- Specialty: Gastroenterology

= Congenital tufting enteropathy =

Congenital tufting enteropathy is an inherited disorder of the small intestine that presents with intractable diarrhea in young children.

==Signs and symptoms==
The infants present in the first few days of life with watery diarrhoea. This leads rapidly to dehydration and electrolyte imbalance and metabolic decompensation. Enteral feeding with a protein hydrolysate or amino acid based formulas worsen the diarrhoea and the children rapidly fail to thrive and develop protein energy malnutrition.

In the majority of cases the severity of the malabsorption and diarrhoea make them dependent on daily long term total parenteral nutrition.

Hepatic fibrosis and cirrhosis are known complications.
===Associated conditions===

- Choanal atresia
- Nonspecific punctuated keratitis (60%)
- Oesophageal atresia
- Unperforated anus

==Genetics==

Two genes have been associated with this condition: Epithelial cell adhesion molecule (EpCAM) on chromosome 2 (2p21) and SPINT2 on chromosome 19. SPINT2 is a Kunitz-type protease inhibitor.

The mutation in the EpCAM gene in Kuwait and Qatar appears to have originated 5000–6000 years ago.

==Pathology==

Histological examination of the small bowel shows varying degrees of villous atrophy, with low or without mononuclear cell infiltration of the lamina propria. The most important feature involves the epithelium where the surface enterocytes are disorganized with focal crowding creating structures resembling tufts.

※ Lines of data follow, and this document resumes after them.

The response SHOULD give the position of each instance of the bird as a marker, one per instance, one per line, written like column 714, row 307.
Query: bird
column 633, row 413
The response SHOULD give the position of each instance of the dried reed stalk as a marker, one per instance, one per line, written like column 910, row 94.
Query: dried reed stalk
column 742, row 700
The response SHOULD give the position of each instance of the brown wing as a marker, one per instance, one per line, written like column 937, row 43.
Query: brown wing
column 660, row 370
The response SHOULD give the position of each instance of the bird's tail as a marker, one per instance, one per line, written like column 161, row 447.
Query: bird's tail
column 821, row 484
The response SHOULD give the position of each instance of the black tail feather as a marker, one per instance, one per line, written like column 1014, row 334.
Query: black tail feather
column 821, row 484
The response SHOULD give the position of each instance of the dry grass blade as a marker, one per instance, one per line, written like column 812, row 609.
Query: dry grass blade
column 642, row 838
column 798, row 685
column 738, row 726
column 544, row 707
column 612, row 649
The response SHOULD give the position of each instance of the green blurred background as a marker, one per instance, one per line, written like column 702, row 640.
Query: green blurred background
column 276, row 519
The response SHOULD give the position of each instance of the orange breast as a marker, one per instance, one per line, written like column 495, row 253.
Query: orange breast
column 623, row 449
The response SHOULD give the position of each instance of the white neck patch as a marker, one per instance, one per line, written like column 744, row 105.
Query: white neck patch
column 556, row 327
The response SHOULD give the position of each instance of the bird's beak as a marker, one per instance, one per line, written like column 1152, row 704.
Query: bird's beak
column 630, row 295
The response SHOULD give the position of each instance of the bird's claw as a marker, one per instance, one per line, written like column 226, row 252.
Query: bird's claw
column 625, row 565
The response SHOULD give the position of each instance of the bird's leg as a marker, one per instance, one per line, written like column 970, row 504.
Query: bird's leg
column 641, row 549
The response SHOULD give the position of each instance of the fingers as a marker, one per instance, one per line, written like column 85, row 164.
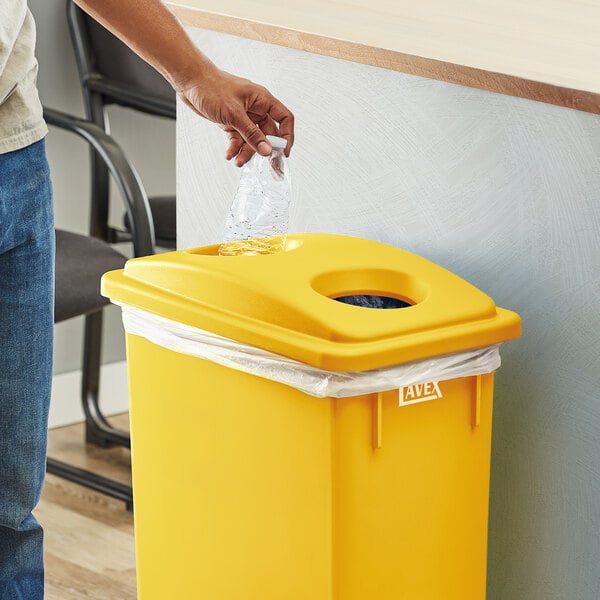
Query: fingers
column 236, row 142
column 264, row 115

Other features that have been reported include the abnormal deposition of laminin and heparan sulfate proteoglycan within the basement membrane and increased expression of desmoglein. Electron microscopic changes in the desmosomes have been noted as have abnormal distribution of alpha2beta1 integrin adhesion molecules.

==Diagnosis==
===Differential diagnosis===

- Congenital chloride diarrhoea
- Congenital sodium diarrhoea
- Familial microvillous atrophy
- Glucose-galactose malabsorption
==Management==
Bowel transplantation may be an option.

==Epidemiology==
The prevalence of this disorder has been estimated to be 1/50,000-100,000 per live births in Western Europe. It appears to be higher in areas with high degree of consanguinity and in patients of Arabic origin.

==History==

The first cases appears to have been reported in 1978 by Davidson et al. These authors reported a five cases of intractable diarrhoea four of whom died. Post mortum showed a thin and dilated intestine with flat small bowel mucosa. A number of jejunal biopsies had been taken during life and these showed partial villous atrophy with by crypt hyperplasia and an increased number of mitotic figures in the crypts. Normal numbers and types of mononuclear cells were present in the lamina propria. Most notably focal epithelial tufts were found on the surface epithelium. These tufts were composed of closely packed enterocytes with apical rounding of the plasma membrane, resulting in a teardrop configuration of the cells. Inclusion bodies or secretory granules were not visualised on transmission electron microscopy within the cytoplasm of the villous enterocytes.

Reifen et al reported 2 additional cases in 1994 and coined the name congenital tufting enteropathy.